Auswirkungen auf die Praxis

Bei einem Impfschaden kommen gegen die öffentliche Hand in aller Regel nur beschränkte Ansprüche auf Pflege- oder Versorgungsgeld in Betracht, jedenfalls aber kein Schmerzensgeld. Im Zivilrecht sieht das anders aus:  Kann ein Geschädigter eine Schädigung durch einen (Corona-) Impfstoff nachweisen, kommen zivilrechtliche Schadenersatzansprüche gegen den Hersteller des Impfstoffs in Betracht, etwa für Heilkosten- und Krankenbehandlung, Haushaltsführungskosten, Verdienstausfall, Pflegekosten oder Schmerzensgeld.

Impfschäden im Zuge der Corona-Pandemie-Bekämpfung weisen aber eine Besonderheit auf: In einer damaligen Verordnung der Bundesregierung, der MedVBSV, war eine Gefährdungshaftung der Hersteller unter den besonderen Bedingungen der Pandemie weitgehend ausgeschlossen worden; andernfalls wären die Hersteller das Risiko eines sehr frühen Produktstarts nicht eingegangen. Die vom OLG Bamberg zu beantwortende Frage wird also sein, ob ein solches Vorgehen des Bundes unzulässig war, weil hierdurch Ansprüche von Dritten ausgeschlossen wurden.

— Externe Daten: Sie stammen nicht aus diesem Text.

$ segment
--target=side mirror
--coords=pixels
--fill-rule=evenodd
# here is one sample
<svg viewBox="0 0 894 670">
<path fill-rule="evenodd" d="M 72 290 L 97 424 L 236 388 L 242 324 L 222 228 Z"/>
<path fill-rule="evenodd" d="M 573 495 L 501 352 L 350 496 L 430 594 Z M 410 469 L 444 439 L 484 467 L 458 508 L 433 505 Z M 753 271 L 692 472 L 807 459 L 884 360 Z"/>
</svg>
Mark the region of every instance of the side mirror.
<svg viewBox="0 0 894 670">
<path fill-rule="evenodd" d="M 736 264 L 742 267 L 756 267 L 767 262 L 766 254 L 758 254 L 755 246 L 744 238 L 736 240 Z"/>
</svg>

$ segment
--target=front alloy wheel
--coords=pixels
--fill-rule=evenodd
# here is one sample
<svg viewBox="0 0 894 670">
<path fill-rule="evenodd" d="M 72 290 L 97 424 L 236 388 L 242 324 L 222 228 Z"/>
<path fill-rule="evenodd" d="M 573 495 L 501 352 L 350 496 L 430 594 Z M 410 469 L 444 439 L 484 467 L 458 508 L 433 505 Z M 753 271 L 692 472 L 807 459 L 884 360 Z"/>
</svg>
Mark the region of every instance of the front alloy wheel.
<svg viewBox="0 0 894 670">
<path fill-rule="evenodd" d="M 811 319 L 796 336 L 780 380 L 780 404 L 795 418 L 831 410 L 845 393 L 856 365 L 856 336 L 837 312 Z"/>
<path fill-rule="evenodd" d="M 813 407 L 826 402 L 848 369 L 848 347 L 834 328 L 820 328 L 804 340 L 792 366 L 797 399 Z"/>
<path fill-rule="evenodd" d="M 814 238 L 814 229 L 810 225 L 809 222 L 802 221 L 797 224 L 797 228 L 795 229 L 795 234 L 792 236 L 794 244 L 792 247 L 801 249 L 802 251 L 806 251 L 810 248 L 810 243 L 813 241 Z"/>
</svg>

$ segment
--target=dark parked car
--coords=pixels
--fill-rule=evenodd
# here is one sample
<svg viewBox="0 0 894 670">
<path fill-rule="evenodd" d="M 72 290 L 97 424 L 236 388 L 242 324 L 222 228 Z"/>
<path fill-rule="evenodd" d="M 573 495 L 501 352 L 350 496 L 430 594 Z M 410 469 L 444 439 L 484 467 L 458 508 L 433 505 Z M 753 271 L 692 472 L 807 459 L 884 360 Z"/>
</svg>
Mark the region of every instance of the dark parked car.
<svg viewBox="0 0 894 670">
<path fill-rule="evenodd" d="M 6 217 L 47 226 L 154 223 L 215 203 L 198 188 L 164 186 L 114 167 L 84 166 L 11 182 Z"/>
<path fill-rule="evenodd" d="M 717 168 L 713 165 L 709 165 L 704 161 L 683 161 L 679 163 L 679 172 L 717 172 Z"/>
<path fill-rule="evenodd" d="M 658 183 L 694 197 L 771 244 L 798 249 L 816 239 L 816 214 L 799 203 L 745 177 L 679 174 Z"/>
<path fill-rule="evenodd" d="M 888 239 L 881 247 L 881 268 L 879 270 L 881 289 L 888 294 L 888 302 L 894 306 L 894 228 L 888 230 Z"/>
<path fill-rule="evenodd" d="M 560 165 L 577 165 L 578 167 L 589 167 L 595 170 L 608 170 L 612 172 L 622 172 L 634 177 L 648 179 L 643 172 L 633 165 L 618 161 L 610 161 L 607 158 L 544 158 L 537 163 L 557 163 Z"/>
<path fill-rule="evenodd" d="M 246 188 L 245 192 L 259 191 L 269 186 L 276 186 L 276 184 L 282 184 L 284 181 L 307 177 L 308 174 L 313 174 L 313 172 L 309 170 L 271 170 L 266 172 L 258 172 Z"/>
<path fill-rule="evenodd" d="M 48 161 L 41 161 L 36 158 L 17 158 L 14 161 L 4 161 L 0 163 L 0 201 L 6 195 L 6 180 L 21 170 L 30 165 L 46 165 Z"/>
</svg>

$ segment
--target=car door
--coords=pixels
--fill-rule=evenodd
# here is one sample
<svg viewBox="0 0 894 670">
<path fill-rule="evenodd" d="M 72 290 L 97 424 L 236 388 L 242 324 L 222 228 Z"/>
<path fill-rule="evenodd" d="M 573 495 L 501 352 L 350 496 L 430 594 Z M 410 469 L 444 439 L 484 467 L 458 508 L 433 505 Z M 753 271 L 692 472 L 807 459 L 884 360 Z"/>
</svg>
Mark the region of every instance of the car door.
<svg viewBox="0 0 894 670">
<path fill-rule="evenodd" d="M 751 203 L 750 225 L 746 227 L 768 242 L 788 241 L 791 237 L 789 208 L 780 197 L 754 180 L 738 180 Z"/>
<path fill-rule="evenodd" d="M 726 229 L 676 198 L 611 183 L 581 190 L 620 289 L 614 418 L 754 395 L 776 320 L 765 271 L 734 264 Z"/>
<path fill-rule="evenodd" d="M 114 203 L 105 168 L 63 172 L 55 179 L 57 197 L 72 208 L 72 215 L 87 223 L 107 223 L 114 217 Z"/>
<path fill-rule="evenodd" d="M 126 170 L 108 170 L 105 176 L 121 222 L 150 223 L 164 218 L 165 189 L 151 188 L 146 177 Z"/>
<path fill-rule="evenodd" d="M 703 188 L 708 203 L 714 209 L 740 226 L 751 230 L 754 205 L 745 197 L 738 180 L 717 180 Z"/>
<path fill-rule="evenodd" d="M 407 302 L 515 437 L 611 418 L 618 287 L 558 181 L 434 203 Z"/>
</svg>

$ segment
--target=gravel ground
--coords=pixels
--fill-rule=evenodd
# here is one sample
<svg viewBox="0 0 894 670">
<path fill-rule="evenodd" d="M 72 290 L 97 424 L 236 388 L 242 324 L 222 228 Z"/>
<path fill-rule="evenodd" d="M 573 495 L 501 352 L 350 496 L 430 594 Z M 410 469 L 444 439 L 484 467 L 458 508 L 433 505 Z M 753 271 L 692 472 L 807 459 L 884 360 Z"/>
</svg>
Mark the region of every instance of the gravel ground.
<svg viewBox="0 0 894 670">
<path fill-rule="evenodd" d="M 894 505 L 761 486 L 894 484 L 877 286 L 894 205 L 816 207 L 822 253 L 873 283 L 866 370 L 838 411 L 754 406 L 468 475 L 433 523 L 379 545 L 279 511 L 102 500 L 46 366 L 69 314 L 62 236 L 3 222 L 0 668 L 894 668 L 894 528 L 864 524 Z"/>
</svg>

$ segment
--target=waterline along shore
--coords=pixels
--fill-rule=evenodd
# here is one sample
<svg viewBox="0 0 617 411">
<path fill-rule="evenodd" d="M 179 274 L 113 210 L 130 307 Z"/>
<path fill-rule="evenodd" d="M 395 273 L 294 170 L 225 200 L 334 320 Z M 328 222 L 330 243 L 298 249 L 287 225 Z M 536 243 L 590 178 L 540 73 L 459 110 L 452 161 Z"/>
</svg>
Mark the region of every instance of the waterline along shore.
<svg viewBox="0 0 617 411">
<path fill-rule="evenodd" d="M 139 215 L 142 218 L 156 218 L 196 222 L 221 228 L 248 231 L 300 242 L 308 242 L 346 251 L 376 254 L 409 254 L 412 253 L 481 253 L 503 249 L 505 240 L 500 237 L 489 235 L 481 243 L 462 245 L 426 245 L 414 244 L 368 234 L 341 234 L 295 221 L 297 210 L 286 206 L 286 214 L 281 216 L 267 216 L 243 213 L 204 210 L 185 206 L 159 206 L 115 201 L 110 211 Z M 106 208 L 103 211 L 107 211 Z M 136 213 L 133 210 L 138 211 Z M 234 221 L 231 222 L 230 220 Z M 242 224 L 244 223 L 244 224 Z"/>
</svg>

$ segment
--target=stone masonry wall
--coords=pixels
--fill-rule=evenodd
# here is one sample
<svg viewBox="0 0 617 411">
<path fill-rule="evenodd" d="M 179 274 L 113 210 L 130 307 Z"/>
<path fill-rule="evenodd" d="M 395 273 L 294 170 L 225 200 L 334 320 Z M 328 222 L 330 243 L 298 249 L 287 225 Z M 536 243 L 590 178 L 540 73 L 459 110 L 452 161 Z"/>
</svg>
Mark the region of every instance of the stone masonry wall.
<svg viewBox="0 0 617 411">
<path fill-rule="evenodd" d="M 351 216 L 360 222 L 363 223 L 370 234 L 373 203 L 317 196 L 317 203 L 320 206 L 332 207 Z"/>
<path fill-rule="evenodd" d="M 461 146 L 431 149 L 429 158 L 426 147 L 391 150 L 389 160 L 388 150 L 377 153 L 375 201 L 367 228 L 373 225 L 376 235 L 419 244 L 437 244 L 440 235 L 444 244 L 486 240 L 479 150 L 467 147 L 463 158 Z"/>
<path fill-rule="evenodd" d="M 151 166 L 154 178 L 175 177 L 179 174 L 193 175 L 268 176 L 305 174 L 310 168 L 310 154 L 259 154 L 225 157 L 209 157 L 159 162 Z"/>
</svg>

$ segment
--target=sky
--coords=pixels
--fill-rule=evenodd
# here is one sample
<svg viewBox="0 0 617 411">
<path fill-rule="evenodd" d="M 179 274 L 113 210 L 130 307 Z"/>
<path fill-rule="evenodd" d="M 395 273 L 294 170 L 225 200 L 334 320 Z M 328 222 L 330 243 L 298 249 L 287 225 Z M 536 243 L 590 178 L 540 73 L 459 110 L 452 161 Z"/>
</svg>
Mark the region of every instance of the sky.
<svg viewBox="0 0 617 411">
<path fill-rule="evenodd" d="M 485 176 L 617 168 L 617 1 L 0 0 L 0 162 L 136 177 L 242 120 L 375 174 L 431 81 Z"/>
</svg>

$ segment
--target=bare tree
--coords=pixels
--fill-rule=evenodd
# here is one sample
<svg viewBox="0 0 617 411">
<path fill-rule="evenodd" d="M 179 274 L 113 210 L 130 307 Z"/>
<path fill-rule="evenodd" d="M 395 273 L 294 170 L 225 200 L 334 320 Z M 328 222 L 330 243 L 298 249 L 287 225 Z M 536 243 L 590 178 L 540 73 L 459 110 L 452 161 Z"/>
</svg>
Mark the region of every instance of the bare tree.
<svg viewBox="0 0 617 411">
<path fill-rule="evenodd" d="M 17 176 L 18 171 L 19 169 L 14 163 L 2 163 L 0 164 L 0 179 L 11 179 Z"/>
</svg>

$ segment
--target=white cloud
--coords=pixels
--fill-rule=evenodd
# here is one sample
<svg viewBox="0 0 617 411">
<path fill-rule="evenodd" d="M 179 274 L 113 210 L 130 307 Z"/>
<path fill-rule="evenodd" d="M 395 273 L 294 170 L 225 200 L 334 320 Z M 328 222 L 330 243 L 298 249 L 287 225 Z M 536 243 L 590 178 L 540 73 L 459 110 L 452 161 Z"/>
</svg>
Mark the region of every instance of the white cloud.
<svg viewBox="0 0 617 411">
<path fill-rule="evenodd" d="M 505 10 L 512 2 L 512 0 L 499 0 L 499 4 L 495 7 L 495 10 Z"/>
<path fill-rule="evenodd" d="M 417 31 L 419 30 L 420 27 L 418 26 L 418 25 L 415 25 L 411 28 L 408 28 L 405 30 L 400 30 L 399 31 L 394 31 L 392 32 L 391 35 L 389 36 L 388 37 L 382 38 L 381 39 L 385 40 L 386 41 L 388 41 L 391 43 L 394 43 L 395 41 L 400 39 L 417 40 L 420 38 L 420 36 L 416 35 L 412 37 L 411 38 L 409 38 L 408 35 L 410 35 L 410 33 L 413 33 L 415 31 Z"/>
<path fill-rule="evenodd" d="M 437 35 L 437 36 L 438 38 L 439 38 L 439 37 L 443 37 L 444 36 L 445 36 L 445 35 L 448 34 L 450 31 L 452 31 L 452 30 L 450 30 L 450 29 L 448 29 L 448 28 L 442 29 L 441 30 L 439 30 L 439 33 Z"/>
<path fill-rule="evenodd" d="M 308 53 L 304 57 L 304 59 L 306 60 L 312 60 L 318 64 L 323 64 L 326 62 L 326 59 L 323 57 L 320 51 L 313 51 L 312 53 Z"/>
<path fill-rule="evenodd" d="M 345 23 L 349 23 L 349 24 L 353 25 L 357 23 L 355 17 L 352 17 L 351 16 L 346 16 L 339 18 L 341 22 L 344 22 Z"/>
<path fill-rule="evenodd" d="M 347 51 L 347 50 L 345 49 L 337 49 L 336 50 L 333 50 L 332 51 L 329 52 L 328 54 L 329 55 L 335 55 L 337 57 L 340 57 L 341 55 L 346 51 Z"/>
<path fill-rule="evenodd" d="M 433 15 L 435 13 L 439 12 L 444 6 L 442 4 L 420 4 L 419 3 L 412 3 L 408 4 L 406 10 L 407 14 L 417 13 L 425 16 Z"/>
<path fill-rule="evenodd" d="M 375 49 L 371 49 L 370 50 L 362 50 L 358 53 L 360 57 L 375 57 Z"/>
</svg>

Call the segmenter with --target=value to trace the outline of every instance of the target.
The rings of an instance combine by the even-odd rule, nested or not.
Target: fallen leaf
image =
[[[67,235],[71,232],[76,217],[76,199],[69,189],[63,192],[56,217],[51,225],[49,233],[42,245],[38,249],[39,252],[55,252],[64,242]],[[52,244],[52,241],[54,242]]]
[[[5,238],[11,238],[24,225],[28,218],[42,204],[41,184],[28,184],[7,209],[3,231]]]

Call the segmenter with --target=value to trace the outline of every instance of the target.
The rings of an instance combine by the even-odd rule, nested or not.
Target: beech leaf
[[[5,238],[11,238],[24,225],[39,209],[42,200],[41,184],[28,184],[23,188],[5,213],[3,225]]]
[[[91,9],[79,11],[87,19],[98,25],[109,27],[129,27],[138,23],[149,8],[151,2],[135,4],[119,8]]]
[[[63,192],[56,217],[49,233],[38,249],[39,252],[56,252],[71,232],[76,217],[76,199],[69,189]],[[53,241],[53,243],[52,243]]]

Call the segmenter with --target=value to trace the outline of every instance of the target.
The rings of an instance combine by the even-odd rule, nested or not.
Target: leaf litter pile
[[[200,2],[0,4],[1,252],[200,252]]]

Sollte das OLG Bamberg auf der Grundlage eines Sachverständigengutachtens zur Ansicht gelangen, dass über die streitgegenständliche Nebenwirkung hätte aufgeklärt werden müssen, hätte ein stattgebendes Urteil für viele Vergleichsfälle Signalwirkung: Medienberichten zufolge sind bislang bundesweit rund 9.000 Impfschadensfälle bekannt, von denen aber weniger als 300 als Impfschaden anerkannt wurden. Das könnte sich wegen Verletzung etwaiger Informationspflichten durch Impfstoff-Hersteller ändern.

Quellen

  • OLG Bamberg – 4 U 15/23 e
  • LG Hof v. 3.1.2023 – 15 O 22/21
  • MedVBSV v. 25.5.2020, BAnz AT 26.5.2020 V 1, zuletzt geändert durch Gesetz v. 16.9.2022, BGBl 2022 I S. 1454.